Nessas ações, são os brigadistas especializados em controle de incêndios florestais normalmente os primeiros a chegar ao local. Depois são mobilizadas as equipes de resgate de fauna, muitas vezes compostas por biólogos e veterinários. Sobre a retirada dos animais, é importante que as equipes sempre utilizem equipamentos de proteção individual (EPI) e ferramentas específicas para capturar e transportar os animais. “O uso de gaiolas, redes e pinças de captura é comum para garantir a segurança dos animais e da equipe do resgate”, revela Fernanda.
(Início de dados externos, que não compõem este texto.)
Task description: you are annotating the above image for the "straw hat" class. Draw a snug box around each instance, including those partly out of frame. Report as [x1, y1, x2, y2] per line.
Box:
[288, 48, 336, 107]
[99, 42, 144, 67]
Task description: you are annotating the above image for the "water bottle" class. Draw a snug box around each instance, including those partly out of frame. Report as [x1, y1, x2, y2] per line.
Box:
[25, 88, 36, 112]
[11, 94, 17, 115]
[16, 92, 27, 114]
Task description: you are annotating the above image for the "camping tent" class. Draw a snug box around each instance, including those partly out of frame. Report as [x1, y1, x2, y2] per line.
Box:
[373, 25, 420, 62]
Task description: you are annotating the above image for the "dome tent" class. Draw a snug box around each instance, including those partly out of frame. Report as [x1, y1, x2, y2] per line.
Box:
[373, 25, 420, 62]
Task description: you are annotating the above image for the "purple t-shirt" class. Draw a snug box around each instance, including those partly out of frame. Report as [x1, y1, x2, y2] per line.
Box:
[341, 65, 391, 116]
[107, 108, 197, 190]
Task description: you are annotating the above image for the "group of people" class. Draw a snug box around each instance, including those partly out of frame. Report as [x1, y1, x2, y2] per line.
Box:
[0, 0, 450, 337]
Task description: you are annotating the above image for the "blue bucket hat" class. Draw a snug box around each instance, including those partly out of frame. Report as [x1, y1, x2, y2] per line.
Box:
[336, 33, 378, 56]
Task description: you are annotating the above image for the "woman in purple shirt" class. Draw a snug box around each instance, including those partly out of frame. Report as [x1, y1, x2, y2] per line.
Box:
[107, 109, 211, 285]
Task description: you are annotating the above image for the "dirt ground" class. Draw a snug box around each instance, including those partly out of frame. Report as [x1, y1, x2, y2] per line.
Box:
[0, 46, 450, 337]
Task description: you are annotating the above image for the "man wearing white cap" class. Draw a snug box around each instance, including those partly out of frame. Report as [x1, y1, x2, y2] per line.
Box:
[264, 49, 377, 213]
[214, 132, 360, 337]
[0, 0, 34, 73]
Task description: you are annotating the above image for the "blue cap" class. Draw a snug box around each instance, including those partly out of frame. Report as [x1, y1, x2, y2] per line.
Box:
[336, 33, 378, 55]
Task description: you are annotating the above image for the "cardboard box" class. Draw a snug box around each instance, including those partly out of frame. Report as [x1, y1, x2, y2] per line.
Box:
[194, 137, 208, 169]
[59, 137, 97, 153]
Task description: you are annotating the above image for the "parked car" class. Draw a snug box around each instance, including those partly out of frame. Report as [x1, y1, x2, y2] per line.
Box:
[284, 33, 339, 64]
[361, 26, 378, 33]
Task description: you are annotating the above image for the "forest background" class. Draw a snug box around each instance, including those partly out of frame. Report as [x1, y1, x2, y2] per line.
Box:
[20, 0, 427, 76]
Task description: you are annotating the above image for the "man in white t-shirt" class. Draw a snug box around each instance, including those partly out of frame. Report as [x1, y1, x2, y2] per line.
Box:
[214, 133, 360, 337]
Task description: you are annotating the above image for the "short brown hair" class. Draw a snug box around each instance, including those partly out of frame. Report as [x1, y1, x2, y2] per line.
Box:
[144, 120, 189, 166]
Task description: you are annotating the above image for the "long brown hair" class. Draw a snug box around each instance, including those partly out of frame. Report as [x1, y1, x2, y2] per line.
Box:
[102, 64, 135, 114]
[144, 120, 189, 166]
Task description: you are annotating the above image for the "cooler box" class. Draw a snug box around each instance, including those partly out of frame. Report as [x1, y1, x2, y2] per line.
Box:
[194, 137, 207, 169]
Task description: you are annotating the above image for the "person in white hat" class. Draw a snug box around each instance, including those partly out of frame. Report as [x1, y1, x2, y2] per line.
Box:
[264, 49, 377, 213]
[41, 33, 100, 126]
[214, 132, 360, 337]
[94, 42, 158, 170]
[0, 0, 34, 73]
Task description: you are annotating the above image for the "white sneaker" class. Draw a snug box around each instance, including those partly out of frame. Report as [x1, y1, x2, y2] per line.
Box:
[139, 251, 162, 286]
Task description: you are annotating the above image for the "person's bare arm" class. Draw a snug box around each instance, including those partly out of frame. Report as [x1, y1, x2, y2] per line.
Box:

Existe um treinamento em Primeiros Socorros para Animais, em que os brigadistas e equipe de resgate receber aulas específicas para lidar com animais feridos, incluindo técnicas de manuseio seguro e administração de cuidados emergenciais. Com isso, tem ainda o uso de equipamentos de proteção contra queimaduras, uso de máscaras para evitar inalação de fumaça e kits de primeiros socorros veterinários, considerados essenciais.
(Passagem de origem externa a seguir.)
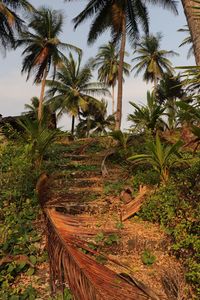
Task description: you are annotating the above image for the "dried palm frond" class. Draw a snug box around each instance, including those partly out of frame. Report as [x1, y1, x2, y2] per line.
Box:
[122, 186, 149, 221]
[45, 209, 158, 300]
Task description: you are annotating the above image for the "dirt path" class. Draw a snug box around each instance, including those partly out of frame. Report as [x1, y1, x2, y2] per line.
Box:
[42, 141, 186, 300]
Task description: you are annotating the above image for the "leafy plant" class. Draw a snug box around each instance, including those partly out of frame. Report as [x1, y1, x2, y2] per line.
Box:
[19, 118, 61, 166]
[141, 250, 156, 266]
[128, 91, 167, 133]
[129, 134, 182, 183]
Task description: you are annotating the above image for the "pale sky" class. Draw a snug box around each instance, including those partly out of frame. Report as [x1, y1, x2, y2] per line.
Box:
[0, 0, 194, 128]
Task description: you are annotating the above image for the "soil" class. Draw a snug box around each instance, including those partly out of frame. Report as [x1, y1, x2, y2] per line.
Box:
[28, 139, 191, 300]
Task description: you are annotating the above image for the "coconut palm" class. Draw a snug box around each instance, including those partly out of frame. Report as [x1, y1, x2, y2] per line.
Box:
[93, 42, 130, 114]
[129, 134, 182, 183]
[182, 0, 200, 66]
[178, 25, 194, 59]
[155, 74, 187, 129]
[17, 7, 78, 120]
[66, 0, 177, 129]
[0, 0, 34, 50]
[47, 53, 109, 134]
[76, 99, 115, 137]
[132, 33, 178, 87]
[128, 91, 166, 133]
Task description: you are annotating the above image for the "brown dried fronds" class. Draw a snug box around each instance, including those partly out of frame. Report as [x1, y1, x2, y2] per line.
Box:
[161, 266, 188, 300]
[46, 209, 159, 300]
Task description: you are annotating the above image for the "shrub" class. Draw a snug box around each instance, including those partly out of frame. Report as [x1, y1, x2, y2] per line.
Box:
[140, 161, 200, 296]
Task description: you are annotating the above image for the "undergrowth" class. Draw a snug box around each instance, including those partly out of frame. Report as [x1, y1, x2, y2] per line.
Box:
[139, 160, 200, 299]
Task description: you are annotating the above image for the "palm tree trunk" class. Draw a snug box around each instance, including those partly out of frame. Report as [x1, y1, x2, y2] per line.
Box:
[115, 14, 126, 130]
[38, 68, 48, 123]
[182, 0, 200, 66]
[71, 115, 75, 135]
[112, 84, 115, 114]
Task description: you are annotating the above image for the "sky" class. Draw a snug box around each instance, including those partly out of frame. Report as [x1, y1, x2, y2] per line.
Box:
[0, 0, 194, 129]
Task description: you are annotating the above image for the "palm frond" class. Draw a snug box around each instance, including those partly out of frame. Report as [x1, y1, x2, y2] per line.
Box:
[45, 209, 158, 300]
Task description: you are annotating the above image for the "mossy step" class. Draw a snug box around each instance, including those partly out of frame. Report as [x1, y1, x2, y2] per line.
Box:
[69, 185, 103, 193]
[58, 164, 100, 171]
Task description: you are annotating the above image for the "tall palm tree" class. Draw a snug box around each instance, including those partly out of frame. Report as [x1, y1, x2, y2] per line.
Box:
[128, 91, 166, 133]
[76, 99, 115, 137]
[0, 0, 34, 50]
[132, 33, 178, 87]
[182, 0, 200, 66]
[66, 0, 177, 129]
[93, 42, 130, 114]
[47, 53, 109, 134]
[17, 7, 78, 120]
[155, 74, 187, 129]
[178, 25, 194, 58]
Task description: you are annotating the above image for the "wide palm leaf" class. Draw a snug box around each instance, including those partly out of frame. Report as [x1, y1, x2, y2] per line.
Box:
[47, 53, 109, 134]
[17, 7, 80, 120]
[132, 34, 178, 86]
[93, 42, 130, 114]
[66, 0, 177, 129]
[129, 134, 182, 183]
[0, 0, 34, 51]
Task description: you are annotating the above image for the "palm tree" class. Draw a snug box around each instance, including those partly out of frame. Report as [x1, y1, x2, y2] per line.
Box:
[93, 42, 130, 114]
[155, 74, 187, 129]
[132, 33, 178, 87]
[128, 91, 166, 133]
[178, 25, 194, 58]
[182, 0, 200, 66]
[66, 0, 177, 129]
[47, 53, 109, 134]
[129, 134, 182, 183]
[76, 99, 115, 137]
[17, 7, 78, 120]
[0, 0, 34, 50]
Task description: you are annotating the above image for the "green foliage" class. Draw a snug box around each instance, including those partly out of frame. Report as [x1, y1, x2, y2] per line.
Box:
[129, 134, 182, 183]
[0, 143, 46, 300]
[19, 118, 61, 166]
[94, 232, 120, 246]
[128, 91, 166, 134]
[141, 250, 156, 266]
[51, 288, 73, 300]
[133, 165, 160, 192]
[140, 160, 200, 295]
[0, 143, 38, 204]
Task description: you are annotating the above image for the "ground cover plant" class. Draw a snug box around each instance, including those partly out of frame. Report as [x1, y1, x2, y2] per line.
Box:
[0, 0, 200, 300]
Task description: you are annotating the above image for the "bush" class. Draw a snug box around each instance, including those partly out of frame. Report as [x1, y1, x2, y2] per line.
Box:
[140, 161, 200, 296]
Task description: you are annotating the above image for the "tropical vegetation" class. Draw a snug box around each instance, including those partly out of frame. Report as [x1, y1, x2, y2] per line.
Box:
[0, 0, 200, 300]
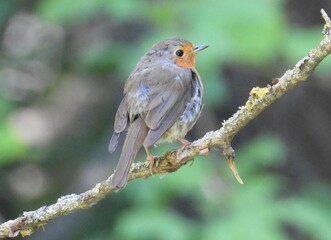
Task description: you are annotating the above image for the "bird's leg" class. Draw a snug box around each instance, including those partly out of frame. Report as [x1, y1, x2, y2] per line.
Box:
[144, 147, 155, 175]
[227, 154, 244, 184]
[177, 138, 191, 147]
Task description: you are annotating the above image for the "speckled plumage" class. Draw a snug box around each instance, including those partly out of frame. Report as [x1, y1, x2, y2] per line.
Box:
[109, 38, 207, 187]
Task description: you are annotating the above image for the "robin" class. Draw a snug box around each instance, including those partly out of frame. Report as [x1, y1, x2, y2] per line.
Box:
[109, 38, 208, 188]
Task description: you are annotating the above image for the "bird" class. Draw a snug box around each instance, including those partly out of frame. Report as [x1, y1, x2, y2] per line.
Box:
[108, 38, 209, 188]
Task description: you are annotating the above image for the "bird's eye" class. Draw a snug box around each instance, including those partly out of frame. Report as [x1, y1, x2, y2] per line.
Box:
[175, 49, 184, 57]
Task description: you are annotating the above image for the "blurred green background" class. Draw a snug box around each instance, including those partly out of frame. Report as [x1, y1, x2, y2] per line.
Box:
[0, 0, 331, 240]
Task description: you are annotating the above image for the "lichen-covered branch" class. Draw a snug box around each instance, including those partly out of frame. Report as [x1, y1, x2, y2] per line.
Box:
[0, 10, 331, 238]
Animais resgatados e os cuidados com a saúde
Todos os animais resgatados devem ser transferidos imediatamente para o CETRAS (Centro de Triagem e Reabilitação) mais próximo, onde passam por uma avaliação completa de saúde e recebem os primeiros cuidados. Inicialmente, os médicos veterinários fazem uma avaliação completa, verificando o grau de acometimento de feridas e queimaduras, inalação de fumaça, estado de hidratação e outros traumas como atropelamentos.
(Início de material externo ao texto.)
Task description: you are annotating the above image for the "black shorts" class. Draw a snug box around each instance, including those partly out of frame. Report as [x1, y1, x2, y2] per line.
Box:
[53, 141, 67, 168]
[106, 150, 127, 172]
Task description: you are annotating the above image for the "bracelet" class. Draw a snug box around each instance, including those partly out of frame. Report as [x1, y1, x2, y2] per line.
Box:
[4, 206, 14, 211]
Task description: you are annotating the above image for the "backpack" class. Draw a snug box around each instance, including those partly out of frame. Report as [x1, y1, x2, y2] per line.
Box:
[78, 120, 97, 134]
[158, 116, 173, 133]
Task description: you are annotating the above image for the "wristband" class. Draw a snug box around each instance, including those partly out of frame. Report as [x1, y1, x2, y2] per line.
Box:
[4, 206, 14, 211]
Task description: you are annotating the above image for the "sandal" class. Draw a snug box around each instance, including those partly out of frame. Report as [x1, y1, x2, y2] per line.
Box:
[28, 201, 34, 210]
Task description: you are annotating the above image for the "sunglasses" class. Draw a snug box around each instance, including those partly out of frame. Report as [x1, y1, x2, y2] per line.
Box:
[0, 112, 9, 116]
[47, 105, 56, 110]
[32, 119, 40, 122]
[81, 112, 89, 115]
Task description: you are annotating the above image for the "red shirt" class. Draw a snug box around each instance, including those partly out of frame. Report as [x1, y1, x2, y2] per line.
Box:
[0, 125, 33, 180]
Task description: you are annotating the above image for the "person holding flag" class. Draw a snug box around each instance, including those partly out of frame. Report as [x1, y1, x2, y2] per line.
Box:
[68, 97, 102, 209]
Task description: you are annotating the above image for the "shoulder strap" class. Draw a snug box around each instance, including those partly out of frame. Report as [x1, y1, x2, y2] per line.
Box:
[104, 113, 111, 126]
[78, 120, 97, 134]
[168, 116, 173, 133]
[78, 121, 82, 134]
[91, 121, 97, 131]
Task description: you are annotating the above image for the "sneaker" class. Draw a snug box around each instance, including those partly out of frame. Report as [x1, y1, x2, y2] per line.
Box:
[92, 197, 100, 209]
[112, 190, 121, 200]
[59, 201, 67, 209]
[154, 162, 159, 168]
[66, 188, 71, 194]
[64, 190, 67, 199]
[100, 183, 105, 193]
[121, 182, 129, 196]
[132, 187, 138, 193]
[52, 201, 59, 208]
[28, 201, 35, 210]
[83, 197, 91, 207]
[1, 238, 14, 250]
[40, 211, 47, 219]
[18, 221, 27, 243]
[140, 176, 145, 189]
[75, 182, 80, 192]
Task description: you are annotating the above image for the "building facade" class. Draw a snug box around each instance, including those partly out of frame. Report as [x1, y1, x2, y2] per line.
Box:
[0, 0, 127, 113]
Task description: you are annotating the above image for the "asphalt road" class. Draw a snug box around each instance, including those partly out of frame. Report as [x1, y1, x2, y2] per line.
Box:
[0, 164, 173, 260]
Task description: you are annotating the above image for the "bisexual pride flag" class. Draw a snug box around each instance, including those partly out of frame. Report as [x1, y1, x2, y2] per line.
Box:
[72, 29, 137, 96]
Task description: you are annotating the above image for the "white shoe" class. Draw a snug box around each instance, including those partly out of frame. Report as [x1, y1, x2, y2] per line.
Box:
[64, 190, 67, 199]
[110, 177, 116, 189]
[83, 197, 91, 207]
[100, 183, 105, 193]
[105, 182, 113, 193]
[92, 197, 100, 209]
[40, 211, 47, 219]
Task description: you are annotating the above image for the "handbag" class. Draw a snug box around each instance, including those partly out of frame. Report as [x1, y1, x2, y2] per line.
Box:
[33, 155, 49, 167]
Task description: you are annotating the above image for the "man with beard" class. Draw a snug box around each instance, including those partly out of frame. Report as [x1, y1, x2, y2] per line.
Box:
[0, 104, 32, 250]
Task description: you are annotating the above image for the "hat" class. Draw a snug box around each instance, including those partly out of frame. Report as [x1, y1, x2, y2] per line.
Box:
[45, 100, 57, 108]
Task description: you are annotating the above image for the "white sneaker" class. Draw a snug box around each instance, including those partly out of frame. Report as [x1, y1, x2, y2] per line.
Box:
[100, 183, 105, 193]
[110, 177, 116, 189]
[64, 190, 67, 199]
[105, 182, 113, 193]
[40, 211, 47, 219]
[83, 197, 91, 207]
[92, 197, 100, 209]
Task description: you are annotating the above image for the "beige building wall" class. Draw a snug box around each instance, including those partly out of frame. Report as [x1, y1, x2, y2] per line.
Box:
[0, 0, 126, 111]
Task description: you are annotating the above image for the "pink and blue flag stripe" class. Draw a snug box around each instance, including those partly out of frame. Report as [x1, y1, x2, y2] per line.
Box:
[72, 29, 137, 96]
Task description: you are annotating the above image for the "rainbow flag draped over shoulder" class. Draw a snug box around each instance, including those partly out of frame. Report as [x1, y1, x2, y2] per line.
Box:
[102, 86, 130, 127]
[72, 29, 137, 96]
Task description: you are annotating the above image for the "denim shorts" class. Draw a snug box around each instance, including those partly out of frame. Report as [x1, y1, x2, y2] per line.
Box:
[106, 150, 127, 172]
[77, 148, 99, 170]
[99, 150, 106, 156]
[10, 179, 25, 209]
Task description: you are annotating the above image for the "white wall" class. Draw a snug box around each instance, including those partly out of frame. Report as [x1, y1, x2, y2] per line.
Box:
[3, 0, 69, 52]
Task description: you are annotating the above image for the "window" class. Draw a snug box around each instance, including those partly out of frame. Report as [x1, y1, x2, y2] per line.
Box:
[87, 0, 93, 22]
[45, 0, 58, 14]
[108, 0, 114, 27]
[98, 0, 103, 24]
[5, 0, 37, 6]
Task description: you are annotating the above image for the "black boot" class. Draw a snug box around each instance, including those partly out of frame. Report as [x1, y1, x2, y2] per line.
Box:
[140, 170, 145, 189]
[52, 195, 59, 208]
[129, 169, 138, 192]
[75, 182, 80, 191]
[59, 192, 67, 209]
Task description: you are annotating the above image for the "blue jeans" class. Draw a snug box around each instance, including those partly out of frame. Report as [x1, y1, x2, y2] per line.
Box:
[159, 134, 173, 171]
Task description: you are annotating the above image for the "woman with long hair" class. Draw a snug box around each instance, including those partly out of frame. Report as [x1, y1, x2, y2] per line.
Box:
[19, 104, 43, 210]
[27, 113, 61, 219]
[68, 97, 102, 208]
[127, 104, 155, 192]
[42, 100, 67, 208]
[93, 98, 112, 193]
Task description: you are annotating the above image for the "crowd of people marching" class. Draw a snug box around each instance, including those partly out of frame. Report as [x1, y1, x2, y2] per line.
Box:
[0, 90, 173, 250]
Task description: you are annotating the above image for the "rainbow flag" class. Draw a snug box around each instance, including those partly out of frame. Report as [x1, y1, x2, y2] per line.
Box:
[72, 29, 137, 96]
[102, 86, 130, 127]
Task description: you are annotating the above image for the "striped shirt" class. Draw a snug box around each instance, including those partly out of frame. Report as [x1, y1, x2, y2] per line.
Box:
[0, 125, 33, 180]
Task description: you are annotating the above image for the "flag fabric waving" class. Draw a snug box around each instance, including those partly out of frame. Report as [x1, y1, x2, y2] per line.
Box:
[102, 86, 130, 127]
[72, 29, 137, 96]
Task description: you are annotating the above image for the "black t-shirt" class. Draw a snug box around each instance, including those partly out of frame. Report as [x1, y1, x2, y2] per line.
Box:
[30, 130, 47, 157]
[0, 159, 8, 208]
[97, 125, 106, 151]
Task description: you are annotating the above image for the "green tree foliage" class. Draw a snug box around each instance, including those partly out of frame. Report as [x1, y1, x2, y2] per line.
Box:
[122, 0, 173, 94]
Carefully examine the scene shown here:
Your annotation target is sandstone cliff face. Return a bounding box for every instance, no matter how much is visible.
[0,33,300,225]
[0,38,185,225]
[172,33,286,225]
“Faz-se uso de analgésicos e anti-inflamatórios, aplicação de pomadas específicas para lesões como queimaduras, caso haja a necessidade de debridamento de áreas necróticas, dependo do tempo de exposição e tempo de espera do resgate, utiliza-se bandagens e até mesmo o uso de pele de tilápia para reconstrução do tecido”, ensina a médica veterinária.
Em caso de queimaduras severas, estas que causam necrose de tecido ou o tempo de exposição e de espera do resgate, podem interferir neste quadro de necessidade de debridamento da ferida para remoção dos tecidos necrosados, com isso a necessidade de cirurgia. “Alguns animais durante a fuga das áreas de queimadas, acabam colidindo com veículos e passam por procedimentos ortopédicos cirúrgicos. Muitas vezes as cirurgias reparadoras de órgãos ou amputações são necessárias para salvar a vida deste animal”, salienta.
Cuidados diários após o resgate
Durante a recuperação e reabilitação, todo cuidado, com uma alimentação adequada e balanceada para a espécie que vivia em vida livre. Com isso, é feito um monitoramento constante dos sinais vitais e progresso da cicatrização. Além do enriquecimento ambiental para reduzir o estresse e promover comportamentos naturais da espécie.
O tempo de recuperação depende exclusivamente da gravidade dos ferimentos e da espécie acometida. “E pode variar de semanas a meses, dependo da extensão e gravidade dos ferimentos”, diz a professora.
Retorno à natureza
Antes de serem soltos, os animais passam por uma avaliação para garantir que estão em condições de sobreviver sozinhos. Ou seja, muitos deles são reabilitados novamente. O tratamento realizado para estes animais não visa a promoção da humanização dos mesmos, mas sim levando-os a um manejo de tratamento, administração de fármacos especializado para evitar a manutenção permanente destes animais sob cuidados humanos. “O tratamento e manejo devem ser provisórios, resgatando sua individualidade e promovendo o bem-estar animal e o comportamento natural desta espécie para retorno ao seu ambiente”, explica.
Assim, o resgate e a reabilitação de animais oriundos de situações de queimadas são processos que exigem uma devida coordenação entre várias equipes que devem ser treinadas e especializadas para efetuar um cuidado minucioso garantindo uma boa recuperação e o bem-estar dos animais de vida livre. “É um trabalho essencial para a conservação da fauna nativa e mitigar os impactos das queimadas no nosso ecossistema, protegendo assim o nosso bioma”, garante Fernanda Battistella Passos Nunes, especialista em animais silvestres.